Dziś ponownie do niego wracam. Bez pomysłów nie byłoby w moim życiu niczego. Bez „idea” nie wychodziłabym z domu, nie robiłabym zakupów, nie sprzątałabym, nie gotowałabym, nie organizowałabym podróży, nie pisałabym, nie projektowałabym, nie współpracowałabym z dziećmi… 

Bez pomysłu nie byłoby mnie. Bez pomysłu nie byłoby Ciebie i wreszcie bez pomysłu nie byłoby żadnego życia… 

Każdy z nas codziennie sortuje pomysły. Pewną część wyrzuca do kosza, kila testuje, tysiąc uznaje za bezsensowne, a trzy lub cztery za genialne. W efekcie realizuje jeden – ten najbezpieczniejszy, najnormalniejszy i najbardziej praktyczny. Nie chcemy marnować czasu, ryzykować zbyt ryzykownie, wybierać zbyt odważnie i nieracjonalnie. Generalnie chcemy wybierać „mądrze” – czyli tak jak trzeba. Zastanawiam się jednak nad tym czy to mądrość i racjonalizm stanowią podstawy dobrych pomysłów? 

Prawdą jest, że boimy się tego co nowe. 

  • Niedobrze, gdy zaprojektujemy coś naprawdę genialnego i usłyszymy: „to nie jest w modzie”.
  • Niedobrze, gdy zamiast kariery w korporacji wybierzemy pieczenie ciastek, z którego nic nie wyjdzie…
  • Niedobrze, gdy włożymy wszystkie pieniądze w projekt, który nie wyjdzie.
  • Niedobrze, gdy ponownie zmienimy pracę „idąc za głosem serca”

Bardzo niedobrze, gdy na podstawie powyższych upadków wyciągniemy nieprawidłowe wnioski. W efekcie efektów najgorzej, gdy na podstawie nieprawidłowych wniosków zabijemy pomysły, a robienie nowych „soap bubbles” przestanie nas cieszyć. 

Jakiś czas temu ukazała się na rynku książka Marka Mansona pt. „Hope”. Pomijam fakt, że dzięki wielkiemu szczęściu udało mi się złapać ją na lotnisku w Amsterdamie – ostatni egzemplarz. Cenię kilka rozdziałów książki oraz jej generalną ideę zgodnie z którą autor stara się pokazać, że tak naprawdę wszyscy żyjemy jakąś nadzieją. Wierzymy w prawdy, w które chcemy wierzyć, wyznajemy poglądy, które mają dla nas wartość, poświęcamy się mając nadzieje, podejmujemy decyzje wierząc. 

Bez nadziei nie ma nas.

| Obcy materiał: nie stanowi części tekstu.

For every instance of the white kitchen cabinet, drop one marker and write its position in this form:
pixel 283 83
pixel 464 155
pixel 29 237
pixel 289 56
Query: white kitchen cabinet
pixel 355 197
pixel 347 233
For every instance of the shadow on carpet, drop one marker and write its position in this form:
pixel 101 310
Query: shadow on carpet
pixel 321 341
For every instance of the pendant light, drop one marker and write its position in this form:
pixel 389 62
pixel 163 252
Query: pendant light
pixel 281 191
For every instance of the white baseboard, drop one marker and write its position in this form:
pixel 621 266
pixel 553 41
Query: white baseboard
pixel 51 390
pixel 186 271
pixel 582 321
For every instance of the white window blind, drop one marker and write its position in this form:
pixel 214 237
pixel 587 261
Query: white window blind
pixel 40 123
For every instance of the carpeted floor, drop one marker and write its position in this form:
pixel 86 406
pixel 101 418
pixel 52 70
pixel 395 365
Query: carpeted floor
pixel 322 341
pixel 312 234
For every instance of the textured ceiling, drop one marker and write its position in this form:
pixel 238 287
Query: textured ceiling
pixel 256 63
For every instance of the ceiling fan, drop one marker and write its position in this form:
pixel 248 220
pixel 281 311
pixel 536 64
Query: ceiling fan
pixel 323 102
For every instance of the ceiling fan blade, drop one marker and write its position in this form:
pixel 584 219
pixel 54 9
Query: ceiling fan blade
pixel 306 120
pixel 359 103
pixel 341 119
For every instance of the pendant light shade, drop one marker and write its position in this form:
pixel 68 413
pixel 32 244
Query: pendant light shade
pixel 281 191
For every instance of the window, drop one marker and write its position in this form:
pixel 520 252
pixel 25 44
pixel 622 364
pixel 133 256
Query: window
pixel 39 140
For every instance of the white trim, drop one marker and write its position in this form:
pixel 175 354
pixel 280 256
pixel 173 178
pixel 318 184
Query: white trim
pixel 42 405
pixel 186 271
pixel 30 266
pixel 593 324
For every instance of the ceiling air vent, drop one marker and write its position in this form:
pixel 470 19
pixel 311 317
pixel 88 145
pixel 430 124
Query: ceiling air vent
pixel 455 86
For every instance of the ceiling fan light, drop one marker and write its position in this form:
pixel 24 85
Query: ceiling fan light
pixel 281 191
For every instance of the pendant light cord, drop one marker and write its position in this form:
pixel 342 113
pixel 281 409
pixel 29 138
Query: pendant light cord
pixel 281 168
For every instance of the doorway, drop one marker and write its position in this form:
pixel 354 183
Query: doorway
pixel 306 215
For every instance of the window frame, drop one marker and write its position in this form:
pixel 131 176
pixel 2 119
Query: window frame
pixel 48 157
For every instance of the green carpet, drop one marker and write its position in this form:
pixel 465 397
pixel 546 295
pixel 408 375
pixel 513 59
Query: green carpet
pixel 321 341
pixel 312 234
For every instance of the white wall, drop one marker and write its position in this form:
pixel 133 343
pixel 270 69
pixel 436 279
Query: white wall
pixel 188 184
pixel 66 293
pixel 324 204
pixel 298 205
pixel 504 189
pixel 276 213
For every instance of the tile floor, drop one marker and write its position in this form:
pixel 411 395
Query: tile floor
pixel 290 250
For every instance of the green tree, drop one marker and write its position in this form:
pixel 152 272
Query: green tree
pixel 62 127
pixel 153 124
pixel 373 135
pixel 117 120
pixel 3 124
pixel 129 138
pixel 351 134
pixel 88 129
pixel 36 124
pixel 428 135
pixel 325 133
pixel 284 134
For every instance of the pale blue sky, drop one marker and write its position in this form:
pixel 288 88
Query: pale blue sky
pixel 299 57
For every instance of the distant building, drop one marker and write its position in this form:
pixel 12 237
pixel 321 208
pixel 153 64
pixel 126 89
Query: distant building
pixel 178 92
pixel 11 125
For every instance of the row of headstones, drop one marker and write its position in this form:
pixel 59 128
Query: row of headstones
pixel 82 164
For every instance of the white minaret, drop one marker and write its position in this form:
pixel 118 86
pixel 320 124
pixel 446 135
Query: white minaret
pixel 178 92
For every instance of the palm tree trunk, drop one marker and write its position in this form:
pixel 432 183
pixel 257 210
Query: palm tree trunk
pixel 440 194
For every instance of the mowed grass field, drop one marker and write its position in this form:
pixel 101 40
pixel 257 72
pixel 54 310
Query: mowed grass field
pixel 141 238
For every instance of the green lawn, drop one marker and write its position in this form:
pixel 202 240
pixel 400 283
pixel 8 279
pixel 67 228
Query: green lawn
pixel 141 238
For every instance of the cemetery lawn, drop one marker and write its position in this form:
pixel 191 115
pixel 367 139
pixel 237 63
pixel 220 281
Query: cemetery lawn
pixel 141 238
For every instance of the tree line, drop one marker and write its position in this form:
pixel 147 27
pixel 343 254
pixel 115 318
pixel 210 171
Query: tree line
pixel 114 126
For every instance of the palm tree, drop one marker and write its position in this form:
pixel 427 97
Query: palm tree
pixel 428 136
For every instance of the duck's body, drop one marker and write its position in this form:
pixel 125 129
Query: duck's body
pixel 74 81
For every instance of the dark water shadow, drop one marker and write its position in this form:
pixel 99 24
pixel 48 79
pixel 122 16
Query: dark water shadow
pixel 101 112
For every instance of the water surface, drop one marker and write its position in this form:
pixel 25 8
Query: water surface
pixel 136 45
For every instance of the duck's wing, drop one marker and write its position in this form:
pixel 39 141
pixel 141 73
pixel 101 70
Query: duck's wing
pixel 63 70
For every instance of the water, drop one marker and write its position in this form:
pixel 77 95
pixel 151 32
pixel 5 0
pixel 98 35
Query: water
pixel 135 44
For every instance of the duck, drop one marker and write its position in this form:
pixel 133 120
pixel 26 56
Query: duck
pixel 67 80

Bez „hope” nie ma celu życia i powodów, aby brać udział w cyklu: wstaję do pracy, pracuję, wracam do domu, powielam scenariusz…

Wracając do pomysłów. Każdy z nas jest mistrzem kreatywności, ponieważ tworzy przeróżne historie. W to co „autorskie” musimy wierzyć, ponieważ jakość tego co kreujemy zależy od siły z jaką wierzymy. Nie ma jednej miary, która określa czym jest pomysł dobry, a czym pomysł zły. Kreatywność wymaga szaleństwa. Nowa idea zmusza do ryzyka. Nie bójcie się baniek mydlanych. Najgorzej jest nie pozwolić im powstać.